A “WILL” has to be proved in terms of Section 68 of the Indian Evidence Act read with Section 63 of the Indian Succession Act. The plaintiff does not concede to the execution of the “WILL”. Therefore, this plea would necessarily require evidence. If it requires evidence, it cannot be a matter for rejection of plaint. 13. Turning to the next submission of Mr.K.Myilsamy that the legal heirs of Kondasamy Gounder and his brother had entered into a partition deed in the year 1996, the plaint reads that the plaintiff is not a party to the said document. When a property is partitioned, all the parties, who have any right, title or interest over the property would have to be impleaded as a party. If it is not so done, then the co-owner, who has been left out in the partition deed, can certainly enforce his or her rights seeking partition by presenting a suit.
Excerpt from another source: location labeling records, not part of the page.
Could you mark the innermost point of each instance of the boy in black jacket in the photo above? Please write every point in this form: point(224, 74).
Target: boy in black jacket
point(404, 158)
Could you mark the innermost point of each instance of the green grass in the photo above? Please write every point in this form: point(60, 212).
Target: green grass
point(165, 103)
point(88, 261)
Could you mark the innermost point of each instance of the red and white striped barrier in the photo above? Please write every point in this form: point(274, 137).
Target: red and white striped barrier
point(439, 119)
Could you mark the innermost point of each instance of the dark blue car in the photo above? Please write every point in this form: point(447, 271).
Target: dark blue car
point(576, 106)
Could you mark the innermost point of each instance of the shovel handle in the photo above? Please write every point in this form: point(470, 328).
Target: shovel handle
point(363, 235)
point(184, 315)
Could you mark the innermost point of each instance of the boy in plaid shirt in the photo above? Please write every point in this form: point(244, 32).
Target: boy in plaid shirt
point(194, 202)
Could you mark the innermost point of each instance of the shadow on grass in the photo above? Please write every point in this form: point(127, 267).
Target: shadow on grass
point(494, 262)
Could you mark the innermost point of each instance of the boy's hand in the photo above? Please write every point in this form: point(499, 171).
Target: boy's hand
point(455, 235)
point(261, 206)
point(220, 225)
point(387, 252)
Whether the plaintiff has been ousted from the property in order to apply Article 65 of the Limitation Act and whether the defendants have crystallized their rights by virtue of Section 27 of the Limitation Act, are all matters which require evidence. Though the learned Judge has rejected the petition without the receipt of a counter, I am inclined to agree with the learned Judge for the simple reason, when it comes to an application for rejection of plaint, a reading of the plaint alone being necessary, a counter from the plaintiff is unnecessary. 14. In the light of the above discussions, I do not find any reason to interfere with the order passed by the learned I Additional District Judge at Tiruppur, in I.A.No.12 of 2024 in O.S.No.257 of 2015, dated 24.06.2024. Accordingly, this civil revision petition stands dismissed. Consequently, connected miscellaneous petition is closed. No Costs.